To calculate the minimum sample size needed for a researcher to estimate the population proportion with a certain confidence level and margin of error, we can use the following formula:
\[ n = \left( \frac{Z_{\alpha/2} \cdot \sqrt{p \cdot (1-p)}}{E} \right)^2 \]
Where:
- \( n \) is the sample size,
- \( Z_{\alpha/2} \) is the z-score corresponding to the desired confidence level,
- \( p \) is the estimated proportion of the population,
- \( E \) is the margin of error.
(a) No preliminary estimate is available. In such a case, we use \( p = 0.5 \) because this value of \( p \) maximizes the product \( p \cdot (1-p) \), and hence, the sample size. This is because we want to ensure that our sample size is large enough irrespective of the actual population proportion, which is unknown at this point.
Given:
- Confidence level = 99%
- Margin of error = 3% or 0.03
Firstly, we need to find the z-score \( Z_{\alpha/2} \) that corresponds to a 99% confidence level. Since the normal distribution is symmetric, we are looking for the z-score such that the area to the left of it under the standard normal distribution curve is 0.995 (because 99% confidence splits 1% of the probability into two tails, thus \( 0.5 + 0.99/2 = 0.995 \)).

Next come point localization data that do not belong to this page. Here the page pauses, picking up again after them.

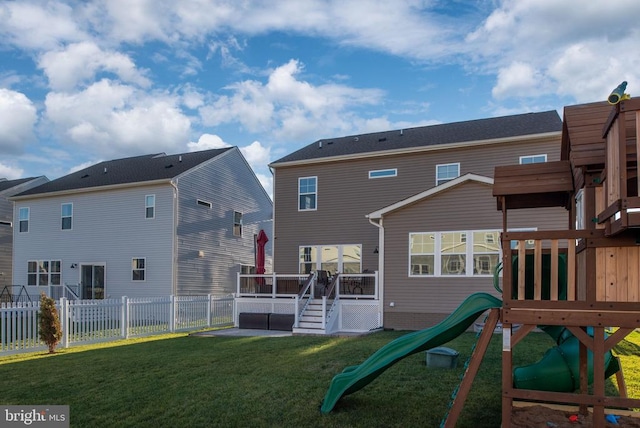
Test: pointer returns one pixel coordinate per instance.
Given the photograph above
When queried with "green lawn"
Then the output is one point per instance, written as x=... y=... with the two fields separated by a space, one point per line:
x=188 y=381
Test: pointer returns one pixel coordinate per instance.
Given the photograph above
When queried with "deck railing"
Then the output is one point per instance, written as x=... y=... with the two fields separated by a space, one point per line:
x=348 y=285
x=269 y=285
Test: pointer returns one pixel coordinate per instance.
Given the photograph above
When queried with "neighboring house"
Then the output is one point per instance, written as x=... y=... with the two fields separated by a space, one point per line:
x=9 y=188
x=152 y=225
x=416 y=205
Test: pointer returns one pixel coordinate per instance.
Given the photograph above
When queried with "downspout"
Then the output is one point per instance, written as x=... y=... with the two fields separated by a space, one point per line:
x=379 y=224
x=174 y=246
x=273 y=221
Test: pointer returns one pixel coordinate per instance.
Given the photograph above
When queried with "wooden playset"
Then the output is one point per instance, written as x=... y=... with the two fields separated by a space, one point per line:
x=596 y=180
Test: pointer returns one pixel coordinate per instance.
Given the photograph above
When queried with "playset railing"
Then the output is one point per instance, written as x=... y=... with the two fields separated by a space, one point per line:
x=570 y=269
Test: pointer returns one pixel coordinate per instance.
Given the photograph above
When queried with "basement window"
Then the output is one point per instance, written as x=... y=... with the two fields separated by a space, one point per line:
x=382 y=173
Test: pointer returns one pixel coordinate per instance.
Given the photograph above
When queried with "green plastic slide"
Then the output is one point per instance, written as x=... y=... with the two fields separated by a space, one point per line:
x=559 y=369
x=354 y=378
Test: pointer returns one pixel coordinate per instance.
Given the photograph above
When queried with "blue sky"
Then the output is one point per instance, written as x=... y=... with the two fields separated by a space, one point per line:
x=86 y=81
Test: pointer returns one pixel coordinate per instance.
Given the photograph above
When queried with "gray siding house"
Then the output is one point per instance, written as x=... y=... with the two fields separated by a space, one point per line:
x=9 y=188
x=150 y=225
x=415 y=205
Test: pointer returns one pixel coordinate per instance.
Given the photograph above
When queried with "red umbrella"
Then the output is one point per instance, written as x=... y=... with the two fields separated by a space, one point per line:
x=261 y=241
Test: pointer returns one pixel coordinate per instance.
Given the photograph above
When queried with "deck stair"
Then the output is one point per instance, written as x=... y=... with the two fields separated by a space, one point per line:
x=311 y=319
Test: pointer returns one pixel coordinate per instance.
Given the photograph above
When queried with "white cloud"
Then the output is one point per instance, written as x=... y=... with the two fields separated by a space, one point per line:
x=518 y=78
x=80 y=62
x=288 y=107
x=110 y=119
x=42 y=25
x=10 y=172
x=207 y=142
x=18 y=117
x=267 y=183
x=83 y=165
x=540 y=47
x=256 y=154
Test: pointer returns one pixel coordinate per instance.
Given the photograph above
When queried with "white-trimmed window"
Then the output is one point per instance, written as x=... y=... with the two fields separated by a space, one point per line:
x=43 y=272
x=330 y=258
x=23 y=219
x=203 y=203
x=150 y=206
x=533 y=159
x=138 y=268
x=247 y=270
x=446 y=172
x=66 y=214
x=486 y=252
x=307 y=193
x=237 y=223
x=422 y=248
x=383 y=173
x=454 y=253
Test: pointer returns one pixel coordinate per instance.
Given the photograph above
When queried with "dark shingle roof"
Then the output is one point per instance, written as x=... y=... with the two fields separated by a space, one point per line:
x=136 y=169
x=448 y=133
x=8 y=184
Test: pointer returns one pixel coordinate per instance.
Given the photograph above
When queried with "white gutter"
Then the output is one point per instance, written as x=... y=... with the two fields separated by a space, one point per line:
x=91 y=189
x=419 y=149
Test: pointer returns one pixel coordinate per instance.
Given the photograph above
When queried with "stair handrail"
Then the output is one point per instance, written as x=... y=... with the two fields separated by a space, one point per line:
x=70 y=293
x=303 y=291
x=329 y=289
x=8 y=290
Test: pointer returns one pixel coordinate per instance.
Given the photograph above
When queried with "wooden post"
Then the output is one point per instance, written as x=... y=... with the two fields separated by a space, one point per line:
x=507 y=375
x=598 y=376
x=472 y=369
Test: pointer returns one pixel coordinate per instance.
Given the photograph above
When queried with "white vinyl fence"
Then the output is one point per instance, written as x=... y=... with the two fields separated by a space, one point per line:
x=91 y=321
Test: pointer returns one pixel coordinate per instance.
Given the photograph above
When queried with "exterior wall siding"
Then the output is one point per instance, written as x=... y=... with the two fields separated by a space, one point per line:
x=228 y=183
x=346 y=194
x=6 y=231
x=469 y=206
x=108 y=227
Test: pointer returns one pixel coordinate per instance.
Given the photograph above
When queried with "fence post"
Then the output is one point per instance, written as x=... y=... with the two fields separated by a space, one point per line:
x=124 y=318
x=64 y=321
x=172 y=310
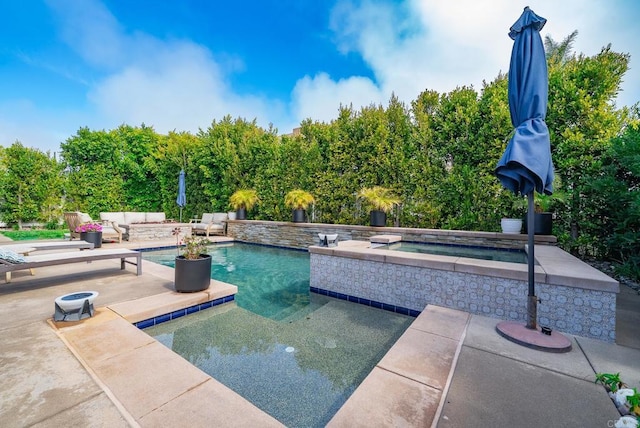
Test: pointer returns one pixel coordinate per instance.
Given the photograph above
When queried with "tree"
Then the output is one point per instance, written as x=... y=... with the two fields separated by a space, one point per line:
x=31 y=186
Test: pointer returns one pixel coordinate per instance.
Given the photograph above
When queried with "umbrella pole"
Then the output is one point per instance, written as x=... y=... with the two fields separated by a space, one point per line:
x=532 y=300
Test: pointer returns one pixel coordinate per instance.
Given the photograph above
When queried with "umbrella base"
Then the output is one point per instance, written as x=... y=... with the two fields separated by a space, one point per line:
x=534 y=339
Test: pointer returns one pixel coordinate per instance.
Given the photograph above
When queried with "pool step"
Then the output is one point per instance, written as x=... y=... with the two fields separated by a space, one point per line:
x=406 y=387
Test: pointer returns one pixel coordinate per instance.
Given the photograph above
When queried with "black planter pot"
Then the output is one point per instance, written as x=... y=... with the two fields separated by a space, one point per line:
x=299 y=216
x=192 y=275
x=543 y=224
x=378 y=218
x=92 y=237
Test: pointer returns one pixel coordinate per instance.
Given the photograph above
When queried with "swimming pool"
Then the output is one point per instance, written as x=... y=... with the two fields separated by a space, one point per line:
x=484 y=253
x=296 y=355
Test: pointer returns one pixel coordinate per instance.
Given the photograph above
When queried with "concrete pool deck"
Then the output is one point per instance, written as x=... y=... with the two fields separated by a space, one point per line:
x=489 y=381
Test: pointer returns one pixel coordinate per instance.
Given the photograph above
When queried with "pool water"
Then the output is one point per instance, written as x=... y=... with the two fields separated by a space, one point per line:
x=498 y=254
x=296 y=355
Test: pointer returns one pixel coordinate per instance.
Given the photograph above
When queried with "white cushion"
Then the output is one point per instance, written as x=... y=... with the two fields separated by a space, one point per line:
x=85 y=218
x=155 y=217
x=118 y=217
x=133 y=217
x=11 y=256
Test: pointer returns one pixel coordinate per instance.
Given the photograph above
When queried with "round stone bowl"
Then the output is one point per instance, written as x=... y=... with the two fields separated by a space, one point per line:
x=74 y=301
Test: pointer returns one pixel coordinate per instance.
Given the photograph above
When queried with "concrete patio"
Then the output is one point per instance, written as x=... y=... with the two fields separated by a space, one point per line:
x=449 y=369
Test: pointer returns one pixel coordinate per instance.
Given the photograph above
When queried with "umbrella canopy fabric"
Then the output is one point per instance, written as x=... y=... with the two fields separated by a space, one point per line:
x=182 y=196
x=181 y=200
x=526 y=164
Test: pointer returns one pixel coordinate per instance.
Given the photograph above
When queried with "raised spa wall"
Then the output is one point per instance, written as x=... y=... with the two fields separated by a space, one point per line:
x=574 y=297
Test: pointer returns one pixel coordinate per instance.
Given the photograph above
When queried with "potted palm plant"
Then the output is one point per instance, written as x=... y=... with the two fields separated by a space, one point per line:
x=543 y=216
x=243 y=200
x=298 y=200
x=193 y=267
x=382 y=200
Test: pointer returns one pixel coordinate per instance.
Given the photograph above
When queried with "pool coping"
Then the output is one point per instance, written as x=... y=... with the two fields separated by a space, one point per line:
x=554 y=265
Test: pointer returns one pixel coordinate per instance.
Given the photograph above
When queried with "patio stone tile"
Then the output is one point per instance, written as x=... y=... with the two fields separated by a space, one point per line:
x=160 y=304
x=146 y=378
x=387 y=400
x=424 y=357
x=100 y=341
x=41 y=377
x=208 y=404
x=482 y=334
x=445 y=322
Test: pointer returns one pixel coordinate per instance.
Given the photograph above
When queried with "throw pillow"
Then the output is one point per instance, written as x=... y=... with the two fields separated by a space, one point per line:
x=11 y=256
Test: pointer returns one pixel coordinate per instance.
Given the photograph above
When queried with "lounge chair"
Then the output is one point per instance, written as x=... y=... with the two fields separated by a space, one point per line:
x=53 y=259
x=47 y=245
x=210 y=223
x=25 y=248
x=110 y=229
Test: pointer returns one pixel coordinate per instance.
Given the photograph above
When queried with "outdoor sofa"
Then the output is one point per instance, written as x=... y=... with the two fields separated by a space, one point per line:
x=109 y=229
x=124 y=219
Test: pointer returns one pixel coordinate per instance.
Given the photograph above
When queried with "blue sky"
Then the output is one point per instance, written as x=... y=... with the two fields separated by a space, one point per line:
x=180 y=64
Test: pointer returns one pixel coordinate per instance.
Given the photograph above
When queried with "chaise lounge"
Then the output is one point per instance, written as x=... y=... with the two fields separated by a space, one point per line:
x=11 y=264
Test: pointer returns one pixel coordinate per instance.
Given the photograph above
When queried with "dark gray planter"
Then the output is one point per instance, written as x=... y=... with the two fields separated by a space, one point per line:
x=192 y=275
x=299 y=216
x=378 y=218
x=92 y=237
x=543 y=224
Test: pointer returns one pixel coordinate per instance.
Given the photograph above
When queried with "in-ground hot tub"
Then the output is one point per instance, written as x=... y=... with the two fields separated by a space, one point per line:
x=575 y=298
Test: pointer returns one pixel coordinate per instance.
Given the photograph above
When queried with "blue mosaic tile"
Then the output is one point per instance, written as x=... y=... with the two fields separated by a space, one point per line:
x=376 y=304
x=179 y=313
x=162 y=318
x=401 y=310
x=387 y=307
x=145 y=323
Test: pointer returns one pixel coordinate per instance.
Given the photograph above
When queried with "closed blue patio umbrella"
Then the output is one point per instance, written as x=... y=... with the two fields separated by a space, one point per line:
x=181 y=200
x=526 y=164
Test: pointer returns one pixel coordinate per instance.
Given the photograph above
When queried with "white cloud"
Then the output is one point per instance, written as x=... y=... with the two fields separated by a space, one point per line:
x=319 y=97
x=410 y=47
x=431 y=44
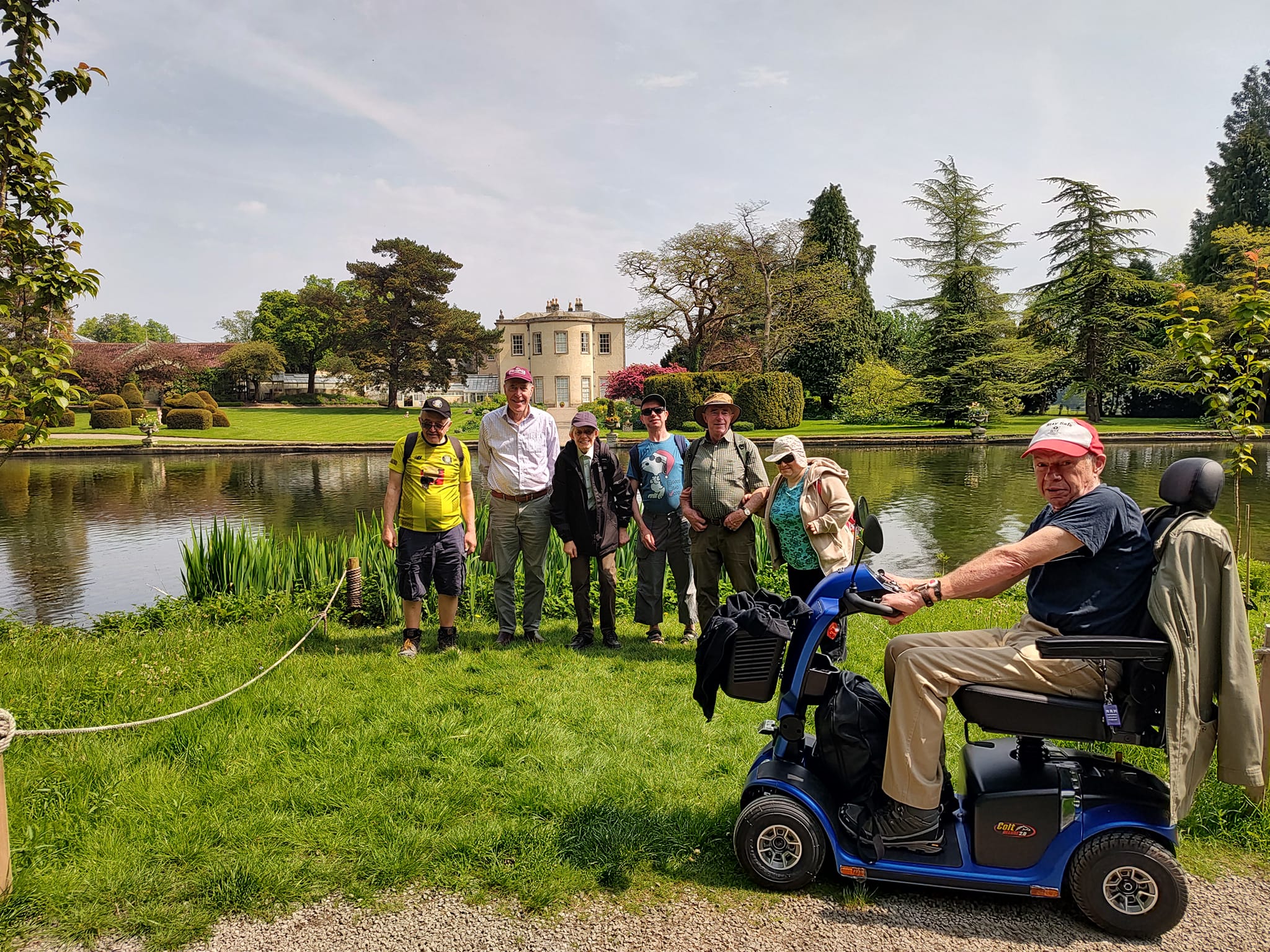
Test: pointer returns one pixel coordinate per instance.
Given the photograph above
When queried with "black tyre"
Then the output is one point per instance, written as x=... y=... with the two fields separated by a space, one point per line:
x=1128 y=884
x=779 y=842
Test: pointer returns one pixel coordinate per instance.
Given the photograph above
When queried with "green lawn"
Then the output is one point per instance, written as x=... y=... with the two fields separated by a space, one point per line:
x=528 y=772
x=346 y=425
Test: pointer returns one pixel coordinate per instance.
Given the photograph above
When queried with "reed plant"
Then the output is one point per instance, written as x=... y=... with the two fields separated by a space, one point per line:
x=228 y=559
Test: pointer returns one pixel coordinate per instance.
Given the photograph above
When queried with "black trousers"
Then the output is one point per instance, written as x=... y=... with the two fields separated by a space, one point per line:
x=803 y=580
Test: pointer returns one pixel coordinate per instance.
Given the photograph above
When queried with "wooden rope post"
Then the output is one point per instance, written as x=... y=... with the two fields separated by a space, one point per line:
x=6 y=863
x=1265 y=712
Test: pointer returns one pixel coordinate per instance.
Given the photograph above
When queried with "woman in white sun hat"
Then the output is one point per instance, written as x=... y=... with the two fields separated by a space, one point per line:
x=808 y=516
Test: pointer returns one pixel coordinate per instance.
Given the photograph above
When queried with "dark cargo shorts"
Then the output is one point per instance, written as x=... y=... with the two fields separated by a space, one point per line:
x=426 y=558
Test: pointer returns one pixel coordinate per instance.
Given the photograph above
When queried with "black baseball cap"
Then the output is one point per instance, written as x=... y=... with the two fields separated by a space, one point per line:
x=438 y=405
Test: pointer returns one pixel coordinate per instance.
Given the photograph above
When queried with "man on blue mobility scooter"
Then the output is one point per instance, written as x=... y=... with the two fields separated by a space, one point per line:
x=1088 y=559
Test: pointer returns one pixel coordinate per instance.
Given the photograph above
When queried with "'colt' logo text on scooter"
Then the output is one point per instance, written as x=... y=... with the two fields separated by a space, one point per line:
x=1015 y=829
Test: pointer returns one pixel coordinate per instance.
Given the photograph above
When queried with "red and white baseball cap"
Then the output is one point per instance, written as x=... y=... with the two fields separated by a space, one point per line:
x=1065 y=434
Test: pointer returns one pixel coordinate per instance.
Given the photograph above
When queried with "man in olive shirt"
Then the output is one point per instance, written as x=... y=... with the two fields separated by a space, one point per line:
x=724 y=484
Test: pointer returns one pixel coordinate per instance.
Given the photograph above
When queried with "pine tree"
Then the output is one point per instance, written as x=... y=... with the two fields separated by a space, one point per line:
x=832 y=348
x=1238 y=180
x=1093 y=293
x=973 y=352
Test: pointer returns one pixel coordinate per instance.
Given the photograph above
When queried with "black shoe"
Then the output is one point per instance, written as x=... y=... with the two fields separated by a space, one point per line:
x=898 y=826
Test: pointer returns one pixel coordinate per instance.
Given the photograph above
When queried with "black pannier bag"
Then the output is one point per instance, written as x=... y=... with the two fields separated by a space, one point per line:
x=851 y=738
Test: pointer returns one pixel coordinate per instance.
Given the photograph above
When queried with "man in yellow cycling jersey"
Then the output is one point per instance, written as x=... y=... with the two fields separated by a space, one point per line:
x=432 y=482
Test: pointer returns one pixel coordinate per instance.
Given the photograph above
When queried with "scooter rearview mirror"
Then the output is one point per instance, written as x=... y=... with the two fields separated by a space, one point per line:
x=871 y=535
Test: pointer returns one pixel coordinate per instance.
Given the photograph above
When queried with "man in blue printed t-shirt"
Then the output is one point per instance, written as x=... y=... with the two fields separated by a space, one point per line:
x=657 y=472
x=1088 y=559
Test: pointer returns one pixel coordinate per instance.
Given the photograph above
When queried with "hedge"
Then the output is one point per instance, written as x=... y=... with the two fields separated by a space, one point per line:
x=131 y=395
x=773 y=402
x=189 y=418
x=113 y=419
x=192 y=402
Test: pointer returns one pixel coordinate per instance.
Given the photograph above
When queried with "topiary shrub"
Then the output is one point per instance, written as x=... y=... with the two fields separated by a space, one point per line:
x=773 y=402
x=189 y=419
x=110 y=419
x=109 y=402
x=131 y=395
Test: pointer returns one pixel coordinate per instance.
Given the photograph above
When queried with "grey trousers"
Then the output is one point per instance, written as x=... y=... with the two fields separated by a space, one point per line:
x=675 y=546
x=520 y=528
x=716 y=550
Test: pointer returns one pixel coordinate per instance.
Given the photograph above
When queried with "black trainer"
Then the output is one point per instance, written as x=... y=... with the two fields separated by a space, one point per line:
x=901 y=827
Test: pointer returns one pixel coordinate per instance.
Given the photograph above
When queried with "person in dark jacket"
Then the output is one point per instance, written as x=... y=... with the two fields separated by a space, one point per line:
x=591 y=506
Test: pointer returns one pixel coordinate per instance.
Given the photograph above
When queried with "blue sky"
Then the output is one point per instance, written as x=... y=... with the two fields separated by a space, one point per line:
x=241 y=146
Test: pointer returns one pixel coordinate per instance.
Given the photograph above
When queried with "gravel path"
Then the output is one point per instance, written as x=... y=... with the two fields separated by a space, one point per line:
x=1231 y=915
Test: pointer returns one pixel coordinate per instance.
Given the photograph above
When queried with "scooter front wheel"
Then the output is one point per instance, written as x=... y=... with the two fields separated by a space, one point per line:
x=1128 y=884
x=779 y=842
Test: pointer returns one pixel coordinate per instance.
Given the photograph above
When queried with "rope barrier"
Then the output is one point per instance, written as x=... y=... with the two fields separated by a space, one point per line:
x=8 y=725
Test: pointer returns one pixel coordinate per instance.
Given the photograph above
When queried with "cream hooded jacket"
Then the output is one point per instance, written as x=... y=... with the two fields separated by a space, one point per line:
x=827 y=509
x=1212 y=692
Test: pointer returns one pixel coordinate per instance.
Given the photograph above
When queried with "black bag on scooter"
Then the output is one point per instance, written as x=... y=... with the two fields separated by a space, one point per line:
x=851 y=738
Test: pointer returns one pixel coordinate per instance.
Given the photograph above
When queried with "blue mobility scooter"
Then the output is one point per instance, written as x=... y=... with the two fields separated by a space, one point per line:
x=1036 y=819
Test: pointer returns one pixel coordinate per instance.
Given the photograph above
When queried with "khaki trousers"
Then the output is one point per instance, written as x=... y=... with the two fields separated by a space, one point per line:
x=922 y=672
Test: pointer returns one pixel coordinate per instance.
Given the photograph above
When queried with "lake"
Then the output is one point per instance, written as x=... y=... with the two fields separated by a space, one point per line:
x=87 y=535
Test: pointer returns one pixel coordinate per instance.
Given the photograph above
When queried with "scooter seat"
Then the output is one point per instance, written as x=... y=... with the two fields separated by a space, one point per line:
x=1010 y=711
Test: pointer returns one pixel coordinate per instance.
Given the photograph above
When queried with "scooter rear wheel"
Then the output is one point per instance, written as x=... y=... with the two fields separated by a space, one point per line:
x=1128 y=884
x=779 y=842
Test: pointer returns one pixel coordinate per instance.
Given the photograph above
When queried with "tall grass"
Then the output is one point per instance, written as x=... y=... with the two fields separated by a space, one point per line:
x=228 y=559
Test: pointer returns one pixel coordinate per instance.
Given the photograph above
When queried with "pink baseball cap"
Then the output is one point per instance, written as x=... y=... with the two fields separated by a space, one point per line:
x=1065 y=434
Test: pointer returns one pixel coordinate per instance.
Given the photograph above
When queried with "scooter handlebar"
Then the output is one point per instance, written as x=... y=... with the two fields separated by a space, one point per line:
x=863 y=604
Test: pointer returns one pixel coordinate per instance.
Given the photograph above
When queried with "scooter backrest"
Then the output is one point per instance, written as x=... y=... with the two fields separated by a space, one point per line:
x=1193 y=484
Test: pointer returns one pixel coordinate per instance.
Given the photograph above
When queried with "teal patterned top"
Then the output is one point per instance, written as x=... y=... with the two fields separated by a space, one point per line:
x=786 y=517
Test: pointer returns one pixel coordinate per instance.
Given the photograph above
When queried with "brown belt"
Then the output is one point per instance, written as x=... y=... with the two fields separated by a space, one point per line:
x=522 y=498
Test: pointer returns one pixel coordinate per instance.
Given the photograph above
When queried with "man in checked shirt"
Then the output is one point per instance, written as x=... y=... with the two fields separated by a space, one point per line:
x=724 y=485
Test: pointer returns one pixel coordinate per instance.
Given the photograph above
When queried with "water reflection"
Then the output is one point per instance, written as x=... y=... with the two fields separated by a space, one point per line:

Looking up 0.995 in the standard normal distribution table or using a calculator, we find that the z-score is approximately 2.576.
Now, we can calculate the sample size:
\[ n = \left( \frac{2.576 \cdot \sqrt{0.5 \cdot (1-0.5)}}{0.03} \right)^2 \]
\[ n = \left( \frac{2.576 \cdot \sqrt{0.25}}{0.03} \right)^2 \]
\[ n = \left( \frac{2.576 \cdot 0.5}{0.03} \right)^2 \]
\[ n = \left( \frac{1.288}{0.03} \right)^2 \]
\[ n = \left( 42.933 \right)^2 \]
\[ n = 1844.322 \]
Since we can't survey a fraction of a person, we'll need to round up to the nearest whole number. So, the minimum sample size needed assuming that no prior information is available is:
\[ n = 1845 \]